Measuring interest generated by physical marketing materials like direct mailings and magazine advertisements often involves using a unique URL, phone number or having the publisher assign a code to the material that needs to be referenced during an inquiry back to your business. Offering a discount can also help, “mention this ad to receive 10 percent off your first month.” It’s always important for your receptionist or sales team to ask inbound leads, “How did you hear about us?” to make sure you’re tracking the efficacy of these materials.

Conversion rate per channel:

Whenever your sales team converts a contact to a lead and then into a customer, note which marketing channel generated the lead. The number of converted leads divided by total leads generated is the conversion rate for that channel. Suppose your email campaign landing page captured 50 leads last month and your sales team closed sales with 10 of those leads. The conversion rate of your email campaign is 10 divided by 50 — a 20 percent conversion rate.

Average lifetime spend per channel:

Different channels speak to different market segments. Prospects from a trade magazine ad placement might have a bigger appetite for your services than respondents to your Twitter efforts. Measure the average total lifetime sales volume per customer from each channel. If a converted trade magazine lead tends to buy $10,000 dollars from your company when a LinkedIn lead tends to buy $5,000, you need to know about it.

Return on investment

With those three metrics in place, you can calculate your ROI per channel.

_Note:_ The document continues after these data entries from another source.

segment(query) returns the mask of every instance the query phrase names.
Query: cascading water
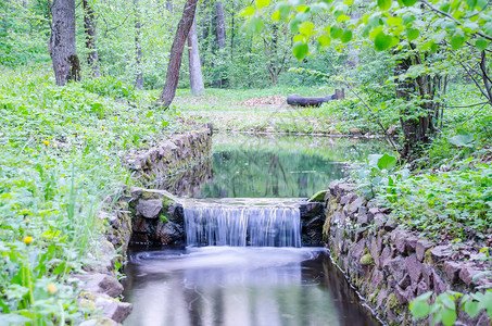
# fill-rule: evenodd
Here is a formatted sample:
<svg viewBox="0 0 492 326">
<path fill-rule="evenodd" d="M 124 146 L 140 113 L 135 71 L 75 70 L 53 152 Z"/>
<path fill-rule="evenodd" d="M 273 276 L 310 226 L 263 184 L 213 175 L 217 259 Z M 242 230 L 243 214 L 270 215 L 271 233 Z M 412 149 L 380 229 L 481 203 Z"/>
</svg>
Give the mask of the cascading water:
<svg viewBox="0 0 492 326">
<path fill-rule="evenodd" d="M 188 246 L 301 247 L 299 208 L 185 205 Z"/>
</svg>

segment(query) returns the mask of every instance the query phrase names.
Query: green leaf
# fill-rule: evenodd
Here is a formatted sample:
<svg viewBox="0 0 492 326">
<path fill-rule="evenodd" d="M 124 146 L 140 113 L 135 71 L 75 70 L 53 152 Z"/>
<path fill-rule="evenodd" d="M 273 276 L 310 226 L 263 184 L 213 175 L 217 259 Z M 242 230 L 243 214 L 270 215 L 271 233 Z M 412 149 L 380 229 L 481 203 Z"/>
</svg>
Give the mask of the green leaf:
<svg viewBox="0 0 492 326">
<path fill-rule="evenodd" d="M 297 42 L 294 45 L 292 52 L 293 52 L 294 57 L 298 58 L 299 61 L 301 61 L 310 52 L 310 47 L 306 43 Z"/>
<path fill-rule="evenodd" d="M 260 34 L 263 29 L 263 20 L 260 17 L 251 17 L 250 23 L 248 24 L 248 30 L 253 34 Z"/>
<path fill-rule="evenodd" d="M 456 311 L 452 309 L 442 310 L 441 321 L 444 326 L 453 326 L 454 322 L 456 322 Z"/>
<path fill-rule="evenodd" d="M 326 48 L 331 43 L 331 38 L 328 35 L 321 35 L 318 37 L 318 42 L 323 48 Z"/>
<path fill-rule="evenodd" d="M 465 312 L 471 317 L 475 318 L 480 313 L 480 304 L 476 301 L 467 301 L 464 304 Z"/>
<path fill-rule="evenodd" d="M 379 170 L 390 170 L 396 165 L 396 158 L 388 154 L 382 155 L 378 160 Z"/>
<path fill-rule="evenodd" d="M 462 134 L 456 135 L 451 138 L 447 138 L 447 141 L 456 147 L 468 147 L 472 148 L 472 142 L 475 141 L 475 137 L 471 134 Z"/>
<path fill-rule="evenodd" d="M 331 26 L 330 36 L 331 38 L 340 38 L 343 35 L 343 29 L 337 25 Z"/>
<path fill-rule="evenodd" d="M 402 26 L 403 20 L 399 16 L 390 16 L 386 23 L 389 26 Z"/>
<path fill-rule="evenodd" d="M 406 37 L 408 38 L 409 41 L 413 41 L 417 37 L 420 36 L 420 30 L 417 28 L 408 28 L 406 29 Z"/>
<path fill-rule="evenodd" d="M 415 3 L 417 3 L 418 0 L 402 0 L 403 4 L 405 4 L 406 7 L 411 7 L 411 5 L 414 5 Z"/>
<path fill-rule="evenodd" d="M 489 42 L 484 38 L 479 38 L 475 41 L 475 46 L 479 51 L 483 51 L 489 46 Z"/>
<path fill-rule="evenodd" d="M 376 51 L 383 51 L 391 46 L 392 37 L 386 35 L 383 32 L 379 32 L 374 39 L 374 47 Z"/>
<path fill-rule="evenodd" d="M 340 40 L 344 43 L 349 42 L 352 39 L 352 30 L 345 29 L 340 37 Z"/>
<path fill-rule="evenodd" d="M 241 16 L 252 16 L 254 14 L 254 8 L 253 7 L 247 7 L 242 13 Z"/>
<path fill-rule="evenodd" d="M 424 318 L 429 315 L 430 305 L 426 302 L 426 300 L 415 300 L 411 302 L 409 310 L 412 315 L 416 318 Z"/>
<path fill-rule="evenodd" d="M 256 8 L 257 9 L 262 9 L 264 7 L 267 7 L 268 4 L 270 4 L 270 0 L 255 0 L 256 2 Z"/>
<path fill-rule="evenodd" d="M 378 7 L 381 10 L 388 10 L 391 8 L 391 0 L 378 0 Z"/>
<path fill-rule="evenodd" d="M 314 24 L 311 22 L 303 22 L 299 25 L 299 33 L 304 34 L 306 36 L 313 35 Z"/>
<path fill-rule="evenodd" d="M 451 47 L 453 48 L 453 50 L 459 49 L 464 42 L 465 42 L 465 37 L 463 37 L 461 35 L 455 35 L 451 38 Z"/>
</svg>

A channel’s cost divided by its leads generated is its cost per lead. If you spent $1,000 on AdWords last month to bring in 100 leads, your cost per AdWords lead was $100.00

A channel’s conversion rate times its cost per lead is that channel’s cost per new customer. If you spent $100 per lead from AdWords and closed 25 percent of those leads, each new customer cost you $400.

A channel’s ROI is the average lifetime spend of its customers divided by its cost per customer. If your AdWords-generated-customers tend to spend $5,000 and it cost $400 to acquire them, your return on investment is 12.5: each dollar spent on AdWords advertising brought in $12.50

If you knew for every $500 you invested on marketing, you would get $1000 or $2500 per spend, how many times would you do it? Answer: as many times as you could!

When you understand what goes into each channel’s ROI, you are empowered to refine your efforts. Perhaps your trade show presence had a great ROI despite the high upfront cost. You know it’s time to research more in-person events. Is your direct mailing ROI low because of a lack of leads generated, or a low conversion rate of a high number of leads? Knowing the ROI per channel, as well as the constituent metrics that contribute to it, let’s you prioritize your time, making sure you refine your efforts where they will do the most good for your company.